My final act on Twitter was to observe that "Shrimp meat" liked two of my tweets. Thank you for that, whoever you are. As I was waving goodbye to my notifications, I could also see that another unknown-to-me entity that may or may not be an actual female had made a message request, another sexbot from the Twittermurk in low-cut glamour shot and lips puffed up with collagen trying to make my acquaintance.
Some tell me that Twitter is a more rewarding experience if you really work at it---try to gain more followers, build a following----but I am skeptical. I think I've seen enough of Twitter to know its heart. Another five years won't make me see the light. I've tried to understand Twitter, down in its soul, but I've sadly discovered a vast emptiness where a soul should be.
Truthfully, I don't want to follow or be followed by anyone. "Friend," maybe. "Connect," yes. But "follow" is a verb fraught with bad energy. Pedophiles and creeps and psychotic ex-boyfriends follow. So do sycophants and fanboys and that uncle who is always burning you disks from his favorite Phish shows in the 90s. Following is something done from a distance and almost always from inside that weird liminal space where people cannot or will not actually connect with one another. To follow someone is to stalk them, admire (or hate) them from afar. This is even true of following our genuine fleshworld friends and acquaintances.
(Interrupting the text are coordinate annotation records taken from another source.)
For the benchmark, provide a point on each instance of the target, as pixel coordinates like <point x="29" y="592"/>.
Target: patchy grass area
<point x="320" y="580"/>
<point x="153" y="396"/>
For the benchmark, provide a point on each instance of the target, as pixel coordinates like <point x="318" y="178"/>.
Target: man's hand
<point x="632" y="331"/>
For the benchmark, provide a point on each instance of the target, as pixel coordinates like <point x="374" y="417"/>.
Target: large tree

By following them, we are doing something less than connecting with them.
Following people on Twitter always felt like a form of lurking in the shadows, like Deep Throat hiding behind a cement pillar down in that parking garage. And maybe that down-in-the-dungeon quality of Twitter explains why conspiracies and conspiracy theorists thrive there. So many places to hide in that algorithmically generated maze.
I tried to follow famous smart people on Twitter, but the experience was always a huge letdown because along with occasional nuggets of wisdom and truth, I was also exposed to a steady stream of banality from them. If Einstein were on Twitter, we would get the Theory of Relativity, but we would also get his musings on wool socks and his pet peeves about people who listen to EDM and his dumb jokes about black holes----the whole grungy, disheveled, and ultimately disappointing reality of the man.
And that's the awful thing about Twitter. Everyone is trying too hard, and that desperate performance energy is exhausting for everyone.
There is a lot to hate about Twitter, but one of its worst aspects is the insidious way in which it enables oversharing. Everyone performs on Twitter, but some people are performing their self-loathing, mental illness, and psychological self-destruction for the whole world to see, and there are no referees to step in to prevent it. The most wincing moments on Twitter for me came from reading tweets from people who were clearly in psychological distress but using Twitter as a form of self-medication. How do you gently urge those people to get off Twitter and seek help ... while on Twitter? I never figured it out.
I laugh mockingly now when I hear people say that Twitter is the town square, or should be. The new owner of Twitter, rocket engineer and libertarian blowhard Elon Musk, harbors these delusions, but he will soon discover what I already know, that Twitter is more like that abandoned lot on the edge of town where kids go to drink, smash beer bottles, light stuff on fire, and pound on pieces of scrap metal with sledgehammers.
So goodbye Elon, and good luck with it. Goodbye Twitter. I'd say 'thank you for the memories,' but I've downloaded them all into an archive file for future reference. I suspect that when I finally open that file someday, I will discover that you did not bring out the best in me.